Antes que a porta se fechasse por completo, Carridin se abaixou, apoiando-se em um dos joelhos, e fez um floreio com o manto branco. Por trás do sol na frente do manto, jazia o cajado escarlate da Mão da Luz, símbolo do grupo que muitos chamavam de Questionadores, embora não diante de um deles.
— Como o senhor ordenou minha presença, meu Senhor Capitão Comandante — disse, com a voz grave —, retornei de Tarabon.
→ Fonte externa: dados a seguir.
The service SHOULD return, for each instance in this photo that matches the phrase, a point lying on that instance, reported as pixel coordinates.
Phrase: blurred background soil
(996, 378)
Niall o analisou por um instante. Carridin era alto, já estava na meia-idade e tinha cabelos levemente grisalhos, mas era forte e vigoroso. Os olhos escuros e profundos pareciam, como sempre, perspicazes. E não piscavam sob o exame silencioso do Senhor Capitão Comandante. Poucos homens tinham uma consciência tão tranquila ou tanta serenidade. Carridin permanecia ajoelhado, aguardando com calma, como se fosse parte do cotidiano receber uma ordem ríspida para deixar o comando e retornar a Amador sem demora, sem explicações. No entanto, também dizia-se que Jaichim Carridin podia ser mais impassível que uma pedra.
— Levante-se, Filho Carridin. — Enquanto o homem se erguia, Niall acrescentou: — Recebi notícias inquietantes de Falme.
Carridin ajeitou as dobras do manto enquanto respondia. Sua voz beirava o limite do respeito apropriado, quase como se conversasse de igual para igual, não com o homem a quem havia jurado obediência até a morte.
— Meu Senhor Capitão Comandante se refere às notícias trazidas pelo Filho Jaret Byar, segundo no comando do Senhor Capitão Bornhald.
O canto do olho esquerdo de Niall tremulou, um prenúncio conhecido de fúria. Supostamente apenas três homens estavam cientes de que Byar estava em Amador, e ninguém além de Niall sabia de onde ele viera.
— Não seja tão astuto, Carridin — respondeu. — Seu desejo em saber tudo pode um dia levá-lo às mãos de seus próprios Questionadores.
Ao ouvir aquele nome, Carridin não esboçou reação além de um leve comprimir dos lábios.
— Meu Senhor Capitão Comandante, a Mão persegue a verdade em todos os lugares, para servir à Luz.